Your Fascia Doesn’t Recognize You as a Hunter
Hyaluronan (hyaluronic acid) deficiency is silencing your ancestral repair signals
Morning stiffness and wrinkling skin are usually naturalized as obligatory aging. When you aren’t recognized by your fascia as a hunter, this atrophy accelerates. This vital connective tissue is a functional composite of collagen and hyaluronan, where collagen provides the high-tensile scaffolding and hyaluronan serves as the visco-elastic lubricant that permits low-friction sliding. Your fascia evolved to expect an ancestral supply and signal that initiate structural restoration, signals our ancestors received in massive doses but are now erased from our plates.
The Silence of the Modern Plate
Official dietary guidelines disregard hyaluronan because the molecular signal has effectively vanished from the modern plate. Neither the FDA nor the EFSA provides daily estimates, masking an institutional blind spot where modern diets provide only a residual 3 to 6 milligrams daily1.
Modern diets valorize skeletal muscle, such as skinless chicken and lean steaks. These tissues contain just 1 to 2 milligrams of hyaluronan per 100 grams; a standard steak provides a scant 5 milligrams2 . Plants contain none.
The Ancestral Hyaluronan Baseline
Anthropological data from the Hadza, Ju/’hoansi, and Aché attest how whole-animal consumption maintained high hyaluronan levels3. By eating the skin, marrow, and organs we now discard, these populations harvested the densest connective tissue sources available.
Ancestral life fluctuated between abundance and scarcity. In lean seasons, savanna populations relied on gathered plants but maintained a 10 to 40 milligram hyaluronan supply by scavenging every scrap of marrow and small game. Bone broth is the final remnant of this tradition, a culinary echo of our once-ubiquitous fascial intake.
A successful hunt fundamentally changed these ancestral proportions. An animal’s fascial networks, skin, and synovial fluid are saturated with hyaluronan, holding roughly 50 to 150 milligrams per 100 grams4. By utilizing the whole animal, the tribe transitioned their biological baseline into a high-saturation state, reaching a daily intake range of 150 to 350 milligrams5.
Hunter vs. Gatherer Mode
Modern diets stall the system in a permanent gatherer mode. Because the fascia no longer recognizes the hunt, it de-prioritizes structural restoration, causing the chronic stiffness we mistake for aging. Ancestrally, dietary hyaluronan operated as a metabolic governor. Consumption of a fresh kill triggered hunter mode, providing the sustained biological command and the necessary building blocks to repair the micro-architectural tears of the hunt through large-scale fascial remodeling6.
The Bioavailability Problem
A geometric bioavailability paradox complicates the intuitive idea that ingested hyaluronan simply migrates to the fascia; its physical scale alone blocks direct tissue delivery. In its native, high-molecular-weight form, hyaluronan is already a sprawling biopolymer whose molecular mass alone exceeds the intestinal transport threshold. The molecule binds up to 1,000 times its weight in water, further amplifying this scale into a massive hydrodynamic volume. Consequently, its systemic bioavailability is negligible in its native state, as the intestinal epithelium functions as a size-exclusion barrier that prevents these massive polymer chains from entering the bloodstream to reach target tissues7.
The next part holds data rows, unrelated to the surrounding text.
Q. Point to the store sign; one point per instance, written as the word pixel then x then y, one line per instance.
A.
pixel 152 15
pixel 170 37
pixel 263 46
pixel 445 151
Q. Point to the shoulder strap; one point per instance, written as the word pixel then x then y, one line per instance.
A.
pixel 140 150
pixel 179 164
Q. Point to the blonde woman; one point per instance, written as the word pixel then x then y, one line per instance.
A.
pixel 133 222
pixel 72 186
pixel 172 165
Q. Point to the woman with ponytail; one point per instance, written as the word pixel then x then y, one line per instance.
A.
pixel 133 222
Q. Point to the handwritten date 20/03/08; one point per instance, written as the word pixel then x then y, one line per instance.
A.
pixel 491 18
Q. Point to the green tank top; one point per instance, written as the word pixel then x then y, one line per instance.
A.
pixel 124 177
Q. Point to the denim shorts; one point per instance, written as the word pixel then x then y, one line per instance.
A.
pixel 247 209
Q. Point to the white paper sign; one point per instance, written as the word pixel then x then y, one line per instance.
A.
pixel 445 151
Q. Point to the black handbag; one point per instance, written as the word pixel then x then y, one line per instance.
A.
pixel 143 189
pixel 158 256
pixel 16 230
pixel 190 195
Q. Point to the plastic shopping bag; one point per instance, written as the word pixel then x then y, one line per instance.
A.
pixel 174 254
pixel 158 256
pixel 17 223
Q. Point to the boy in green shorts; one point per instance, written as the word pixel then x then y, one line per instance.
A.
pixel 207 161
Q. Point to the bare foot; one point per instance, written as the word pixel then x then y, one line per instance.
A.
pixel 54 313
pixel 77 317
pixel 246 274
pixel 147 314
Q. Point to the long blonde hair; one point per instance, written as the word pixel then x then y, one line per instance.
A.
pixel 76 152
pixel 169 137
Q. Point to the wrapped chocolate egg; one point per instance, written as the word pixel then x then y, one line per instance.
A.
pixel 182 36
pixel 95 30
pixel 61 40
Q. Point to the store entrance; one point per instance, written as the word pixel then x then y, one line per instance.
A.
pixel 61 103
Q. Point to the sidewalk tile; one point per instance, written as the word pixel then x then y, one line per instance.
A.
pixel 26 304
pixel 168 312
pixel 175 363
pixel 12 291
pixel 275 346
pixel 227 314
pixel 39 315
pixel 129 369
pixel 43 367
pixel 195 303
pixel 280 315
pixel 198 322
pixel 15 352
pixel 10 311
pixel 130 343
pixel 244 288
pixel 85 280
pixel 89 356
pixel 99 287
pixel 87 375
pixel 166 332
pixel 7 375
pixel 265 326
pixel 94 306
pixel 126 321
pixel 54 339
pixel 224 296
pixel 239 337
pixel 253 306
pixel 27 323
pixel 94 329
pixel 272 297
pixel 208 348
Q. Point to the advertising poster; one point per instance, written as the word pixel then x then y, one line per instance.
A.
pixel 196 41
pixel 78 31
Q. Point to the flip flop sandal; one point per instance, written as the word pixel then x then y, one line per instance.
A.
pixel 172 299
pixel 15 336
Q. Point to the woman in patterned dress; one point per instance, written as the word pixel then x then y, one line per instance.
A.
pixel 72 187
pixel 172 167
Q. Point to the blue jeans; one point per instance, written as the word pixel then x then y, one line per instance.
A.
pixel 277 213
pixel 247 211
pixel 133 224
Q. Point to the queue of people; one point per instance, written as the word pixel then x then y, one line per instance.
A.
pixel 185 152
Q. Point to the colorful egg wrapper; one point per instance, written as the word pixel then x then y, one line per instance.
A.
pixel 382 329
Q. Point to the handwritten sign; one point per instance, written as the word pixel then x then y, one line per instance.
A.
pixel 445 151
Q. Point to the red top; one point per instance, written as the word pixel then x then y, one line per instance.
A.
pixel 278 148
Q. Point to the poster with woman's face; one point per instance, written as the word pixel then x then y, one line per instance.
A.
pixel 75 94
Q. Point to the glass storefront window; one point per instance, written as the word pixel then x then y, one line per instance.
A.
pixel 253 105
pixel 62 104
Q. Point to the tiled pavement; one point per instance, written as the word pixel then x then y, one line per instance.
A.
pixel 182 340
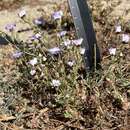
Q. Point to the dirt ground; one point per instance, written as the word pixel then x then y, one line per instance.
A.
pixel 9 14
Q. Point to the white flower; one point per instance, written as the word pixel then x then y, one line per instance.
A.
pixel 32 72
pixel 78 42
pixel 38 35
pixel 55 83
pixel 118 29
pixel 17 54
pixel 61 34
pixel 71 63
pixel 44 58
pixel 33 61
pixel 125 38
pixel 22 13
pixel 54 51
pixel 82 51
pixel 57 15
pixel 67 42
pixel 112 51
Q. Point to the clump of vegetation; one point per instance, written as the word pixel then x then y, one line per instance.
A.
pixel 51 87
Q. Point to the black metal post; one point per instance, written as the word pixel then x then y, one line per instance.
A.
pixel 84 29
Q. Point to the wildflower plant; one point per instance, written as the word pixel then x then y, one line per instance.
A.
pixel 52 74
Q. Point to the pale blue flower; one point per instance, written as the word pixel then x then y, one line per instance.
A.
pixel 33 61
pixel 36 36
pixel 17 54
pixel 125 38
pixel 39 21
pixel 70 63
pixel 61 34
pixel 55 83
pixel 10 27
pixel 22 13
pixel 112 51
pixel 33 72
pixel 54 51
pixel 77 42
pixel 118 29
pixel 57 15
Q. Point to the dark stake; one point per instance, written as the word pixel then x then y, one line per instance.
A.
pixel 84 29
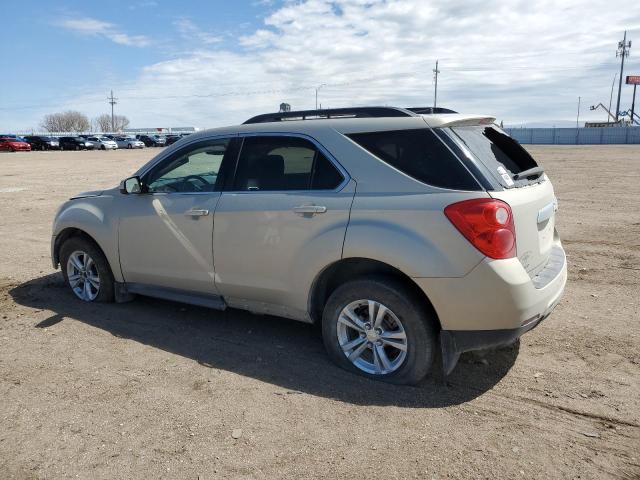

Unlocking the Hunter Mode Supply and Signal
Your microbiome governs this transition. By enzymatically cleaving high-molecular-weight hyaluronan, specialized bacteria simulate the structural fragmentation of the hunt, releasing the specific fragments required to bypass the intestinal barrier and trigger the hunter mode signal8. This fermentation process nourishes the gut lining as a premium prebiotic thereby optimizing the Firmicutes-to-Bacteroides ratio.
Exogenous fragments alleviate the biosynthetic burden of de novo hyaluronan production, optimizing systemic metabolic efficiency9. Once absorbed, these fragments act as both the substrate supply for hyaluronan production and the biological signal for repair.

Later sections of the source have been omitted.